Many of these concerns that are easier to recognize after the ACA has had five years of road testing should be fixed. They would be except for the continuing political debates. This year may be lost as we pause for the election process. Some people still favor a single-payer model and Colorado has a single-payer model on its ballot despite the experience in Vermont.

Sommers speculates that even though “repeal and replace” is an appealing political slogan for some conservative politicians:

“…the almost-certain backlash against taking coverage away from more than 15 million Americans makes it hard to imagine this rhetoric becoming reality, even if Republicans control Congress and the White House after 2016.”

Sommers predicts “incremental change” and makes suggestions throughout his article.
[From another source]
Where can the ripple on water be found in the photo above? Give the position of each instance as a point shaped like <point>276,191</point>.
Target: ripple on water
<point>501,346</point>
  • Several Republican-led states are still seeking compromises to expand Medicaid, and the Obama administration can continue to facilitate Medicaid expansion in conservative states by supporting flexibility for alternative approaches. As a stopgap, Congress could extend insurance tax credits to persons living below the poverty level who are not Medicaid-eligible, though they might find even heavily subsidized premiums unaffordable.
  • Some people with higher incomes qualify for little or no premium subsidy for exchange coverage. Facing a penalty that remains substantially lower than a year’s worth of premiums, some have decided against purchasing coverage. Policy options here include increasing subsidies for higher-income families and strengthening the mandate that individuals obtain insurance — though the former would be quite costly and the latter would further antagonize most opponents of the mandate.
  • Another alternative is replacing the mandate with incentives similar to those in Medicare Parts B and D: higher premiums for each month that a person chooses not to obtain coverage. But it’s unclear how easy it would be to implement such a policy for people younger than 65 who regularly cycle in and out of coverage, unlike the Medicare population.
  • Efforts to control health care costs and thus premium growth will help determine whether coverage rates continue to climb.
  • Sensible plan design would…encourage ongoing management for chronic conditions….such as diabetes, heart disease, and hypertension, without patients first having to exhaust several thousand dollars in out-of-pocket spending.

This article should help us focus on the work ahead as we face 2016 and ask ourselves what we should do next if we are to experience the benefits of the Triple Aim:

Care better than we have ever seen, health better than we have ever known, cost we can all afford: for every person, every time.

Despite improvement for many through the passage of the ACA what has been gained remains at risk until we control the cost of care to reduce the burden on those who now have access as we continue to search for affordable ways to enroll the thirty million people among us who continue without access to care. One way to join a movement that might make progress toward such a lofty goal is to ask the question, “What part of the problem am I?” or “What part of the problem is my practice or organization?”

Those are scary questions. We would rather see the need for improvement in others than in ourselves but the o nly areas of improvement where what you decide to do today, you can start today, is in those areas where you are the focus of improvement! Many movements seek to get other people to change. If we want a real movement toward universal coverage with high quality care for everyone at a sustainable cost the first changes must be within ourselves and within our own organizations. There is much that can be accomplished through reworking the ACA, but the cost issue is within the control of healthcare itself, no matter what finance mechanism is used along the spectrum of payment, from Fee For Service to “single payer”. Eliminating waste and improving outcomes requires no amendments to the ACA. We can get there through the science of continuous improvement and the exercise of better stewardship of resources at the personal and the institutional level. Those improvements are a choice that we can make no matter what Congress does.

The ACA is a start, not a destination. It will be up to us working together in 2016 to begin to  deliver on the promise it offered as a product of rapid prototyping back in 2010.